Localize.Collation.sort(["banana", "apple", "Cherry"])
#=> ["apple", "banana", "Cherry"]

Localize.Collation.compare("a", "b")
#=> :lt

Why not Enum.sort/1?

# Codepoint sorting — wrong for users
Enum.sort(["résumé", "resume", "Résumé", "RESUME"])
#=> ["RESUME", "Résumé", "resume", "résumé"]

# UCA sorting — correct
Localize.Collation.sort(["résumé", "resume", "Résumé", "RESUME"])
#=> ["resume", "RESUME", "résumé", "Résumé"]

Strength levels

Strength controls how many comparison levels are used.

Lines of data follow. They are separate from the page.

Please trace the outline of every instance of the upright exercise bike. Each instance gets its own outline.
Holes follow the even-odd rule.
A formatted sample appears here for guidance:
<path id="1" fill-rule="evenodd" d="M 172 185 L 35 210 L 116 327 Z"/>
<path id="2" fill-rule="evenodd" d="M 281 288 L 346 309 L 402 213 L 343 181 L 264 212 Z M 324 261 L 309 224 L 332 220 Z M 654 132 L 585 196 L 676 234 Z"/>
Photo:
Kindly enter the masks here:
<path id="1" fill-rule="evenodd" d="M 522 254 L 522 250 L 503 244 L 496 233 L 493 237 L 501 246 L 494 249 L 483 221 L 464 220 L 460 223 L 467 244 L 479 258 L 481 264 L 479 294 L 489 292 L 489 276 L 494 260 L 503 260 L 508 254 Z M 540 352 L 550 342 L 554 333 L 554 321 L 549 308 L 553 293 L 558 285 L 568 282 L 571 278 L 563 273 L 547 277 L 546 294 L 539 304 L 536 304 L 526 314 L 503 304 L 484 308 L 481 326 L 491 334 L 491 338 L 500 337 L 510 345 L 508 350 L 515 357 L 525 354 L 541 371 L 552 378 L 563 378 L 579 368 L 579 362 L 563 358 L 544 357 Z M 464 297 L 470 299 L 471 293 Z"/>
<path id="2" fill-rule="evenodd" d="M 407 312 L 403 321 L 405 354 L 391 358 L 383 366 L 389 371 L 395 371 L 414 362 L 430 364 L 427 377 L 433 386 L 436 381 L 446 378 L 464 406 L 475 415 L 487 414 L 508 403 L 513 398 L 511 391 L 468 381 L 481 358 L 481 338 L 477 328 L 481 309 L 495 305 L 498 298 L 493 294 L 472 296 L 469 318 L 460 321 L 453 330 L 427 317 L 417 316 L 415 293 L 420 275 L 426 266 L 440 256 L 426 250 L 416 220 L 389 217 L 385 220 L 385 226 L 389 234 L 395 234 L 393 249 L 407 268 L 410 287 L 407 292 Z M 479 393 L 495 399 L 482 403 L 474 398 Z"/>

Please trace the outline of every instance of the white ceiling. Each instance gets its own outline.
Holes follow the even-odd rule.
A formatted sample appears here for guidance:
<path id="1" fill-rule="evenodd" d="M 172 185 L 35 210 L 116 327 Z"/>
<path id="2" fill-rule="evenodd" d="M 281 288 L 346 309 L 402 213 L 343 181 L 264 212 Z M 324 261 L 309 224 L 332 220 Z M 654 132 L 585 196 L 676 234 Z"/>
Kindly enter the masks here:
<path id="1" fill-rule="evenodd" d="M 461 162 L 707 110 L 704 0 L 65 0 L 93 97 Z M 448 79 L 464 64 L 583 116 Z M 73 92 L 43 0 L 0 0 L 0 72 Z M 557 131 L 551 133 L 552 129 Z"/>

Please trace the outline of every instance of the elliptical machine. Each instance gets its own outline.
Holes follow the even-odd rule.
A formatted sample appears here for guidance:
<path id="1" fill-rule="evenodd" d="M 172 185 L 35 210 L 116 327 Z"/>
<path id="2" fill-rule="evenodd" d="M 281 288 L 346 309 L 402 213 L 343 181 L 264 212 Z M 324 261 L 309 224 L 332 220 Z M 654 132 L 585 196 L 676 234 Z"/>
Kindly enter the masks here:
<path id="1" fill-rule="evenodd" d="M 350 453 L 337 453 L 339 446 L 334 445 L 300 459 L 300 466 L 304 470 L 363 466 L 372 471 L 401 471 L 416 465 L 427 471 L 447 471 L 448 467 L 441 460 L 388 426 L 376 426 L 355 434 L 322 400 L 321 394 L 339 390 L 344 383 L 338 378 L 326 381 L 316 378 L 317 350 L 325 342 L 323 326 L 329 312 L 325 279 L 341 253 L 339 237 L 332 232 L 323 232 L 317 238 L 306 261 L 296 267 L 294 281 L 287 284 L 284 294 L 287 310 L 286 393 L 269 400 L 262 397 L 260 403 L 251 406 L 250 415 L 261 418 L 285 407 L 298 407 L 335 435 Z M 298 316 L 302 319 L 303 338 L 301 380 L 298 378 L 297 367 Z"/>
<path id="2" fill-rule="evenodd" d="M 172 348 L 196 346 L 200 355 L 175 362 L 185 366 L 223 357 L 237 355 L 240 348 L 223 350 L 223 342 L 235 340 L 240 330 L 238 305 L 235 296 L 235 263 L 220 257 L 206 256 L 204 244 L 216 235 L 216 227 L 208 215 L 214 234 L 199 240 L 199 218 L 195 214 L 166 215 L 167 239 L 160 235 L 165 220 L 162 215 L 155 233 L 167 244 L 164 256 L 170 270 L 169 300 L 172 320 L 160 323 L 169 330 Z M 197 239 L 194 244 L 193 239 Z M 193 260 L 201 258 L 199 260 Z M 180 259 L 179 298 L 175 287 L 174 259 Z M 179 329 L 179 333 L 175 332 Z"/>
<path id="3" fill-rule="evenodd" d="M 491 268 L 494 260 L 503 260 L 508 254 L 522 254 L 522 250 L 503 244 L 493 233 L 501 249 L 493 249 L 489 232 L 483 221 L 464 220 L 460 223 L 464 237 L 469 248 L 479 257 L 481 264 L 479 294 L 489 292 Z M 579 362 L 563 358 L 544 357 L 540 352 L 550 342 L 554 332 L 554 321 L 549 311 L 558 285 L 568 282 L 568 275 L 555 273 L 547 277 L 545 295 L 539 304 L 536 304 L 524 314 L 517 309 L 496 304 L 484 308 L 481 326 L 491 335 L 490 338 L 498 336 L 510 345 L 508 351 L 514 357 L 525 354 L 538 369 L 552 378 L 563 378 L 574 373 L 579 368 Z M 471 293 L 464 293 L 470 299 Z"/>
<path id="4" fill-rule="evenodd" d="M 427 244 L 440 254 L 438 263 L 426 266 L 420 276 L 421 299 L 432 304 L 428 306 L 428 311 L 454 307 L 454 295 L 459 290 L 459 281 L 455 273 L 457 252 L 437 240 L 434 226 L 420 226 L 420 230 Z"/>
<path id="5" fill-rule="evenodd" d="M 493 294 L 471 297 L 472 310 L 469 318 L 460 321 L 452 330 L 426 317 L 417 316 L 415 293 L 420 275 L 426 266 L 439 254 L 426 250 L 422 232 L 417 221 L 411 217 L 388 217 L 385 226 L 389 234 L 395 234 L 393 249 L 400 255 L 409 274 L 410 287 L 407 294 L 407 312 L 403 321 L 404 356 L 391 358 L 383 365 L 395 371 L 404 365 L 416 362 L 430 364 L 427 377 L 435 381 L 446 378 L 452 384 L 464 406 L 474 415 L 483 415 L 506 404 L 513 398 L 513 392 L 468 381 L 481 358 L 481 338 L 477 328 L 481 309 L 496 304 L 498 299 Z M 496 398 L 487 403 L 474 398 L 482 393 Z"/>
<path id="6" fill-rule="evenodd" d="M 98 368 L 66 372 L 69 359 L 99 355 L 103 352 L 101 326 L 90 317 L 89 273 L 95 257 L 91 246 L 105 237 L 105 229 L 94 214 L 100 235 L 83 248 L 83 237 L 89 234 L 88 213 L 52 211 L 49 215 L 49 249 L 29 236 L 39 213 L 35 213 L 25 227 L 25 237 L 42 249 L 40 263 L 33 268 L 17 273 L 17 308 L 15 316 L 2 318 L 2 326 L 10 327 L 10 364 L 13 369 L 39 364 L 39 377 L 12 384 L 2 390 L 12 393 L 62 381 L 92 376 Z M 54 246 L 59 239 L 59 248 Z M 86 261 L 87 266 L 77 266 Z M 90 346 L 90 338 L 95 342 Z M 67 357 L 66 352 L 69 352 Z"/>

Each level adds more distinction.

Input: ["résumé", "resume", "Résumé", "RESUME", "café", "Cafe", "caff"]

StrengthResultIgnores
:tertiary (default)["Cafe", "café", "caff", "resume", "RESUME", "résumé", "Résumé"]
:secondary["Cafe", "café", "caff", "resume", "RESUME", "résumé", "Résumé"]Case
:primary["café", "Cafe", "caff", "résumé", "resume", "Résumé", "RESUME"]Case + accents
Localize.Collation.sort(words, strength: :primary)     # ignore case and accents
Localize.Collation.sort(words, strength: :secondary)    # ignore case only
Localize.Collation.sort(words, strength: :tertiary)     # default — full comparison

Shorthand options

Localize.Collation.compare("cafe", "café", ignore_accents: true)    #=> :eq
Localize.Collation.compare("a", "A", ignore_case: true)             #=> :eq
Localize.Collation.compare("a", "A", casing: :insensitive)          #=> :eq

Case ordering

# Uppercase first
Localize.Collation.sort(["apple", "Apple", "APPLE"], case_first: :upper)
#=> ["APPLE", "Apple", "apple"]

# Lowercase first (default for most locales)
Localize.Collation.sort(["apple", "Apple", "APPLE"], case_first: :lower)
#=> ["apple", "Apple", "APPLE"]

Locale-specific tailoring

German: standard vs phonebook

# Standard: Ä sorts as a variant of A
Localize.Collation.sort(["Ärger", "Anger", "Azur"], locale: "de")
#=> ["Anger", "Ärger", "Azur"]

# Phonebook: Ä expands to AE, sorts between AD and AF
Localize.Collation.sort(["Ärger", "Anger", "Azur"], locale: "de", type: :phonebook)
#=> ["Ärger", "Anger", "Azur"]

Swedish: Ä sorts after Z

Localize.Collation.sort(["Ärger", "Anger", "Azur"], locale: "sv")
#=> ["Anger", "Azur", "Ärger"]

Croatian: č is a separate letter between c and d

Localize.Collation.sort(["č", "c", "d"], locale: "hr")
#=> ["c", "č", "d"]

Spanish: ñ sorts between n and o

Localize.Collation.sort(["ñ", "n", "o"], locale: "es")
#=> ["n", "ñ", "o"]

French Canadian: backwards accent comparison

Localize.Collation.sort(["côte", "coté", "cote", "côté"], locale: "fr-CA")
#=> ["cote", "coté", "côte", "côté"]

Danish: uppercase first by default

Localize.Collation.sort(["apple", "Apple"], locale: "da")
#=> ["Apple", "apple"]

Numeric sorting

# Without numeric — "10" < "2" by codepoint
Localize.Collation.sort(["file10", "file2", "file1"])
#=> ["file1", "file10", "file2"]

# With numeric — 2 < 10
Localize.Collation.sort(["file10", "file2", "file1"], numeric: true)
#=> ["file1", "file2", "file10"]

Ignoring punctuation (shifted)

Localize.Collation.sort(["black bird", "blackbird", "black-bird"], alternate: :shifted)
#=> ["black bird", "blackbird", "black-bird"]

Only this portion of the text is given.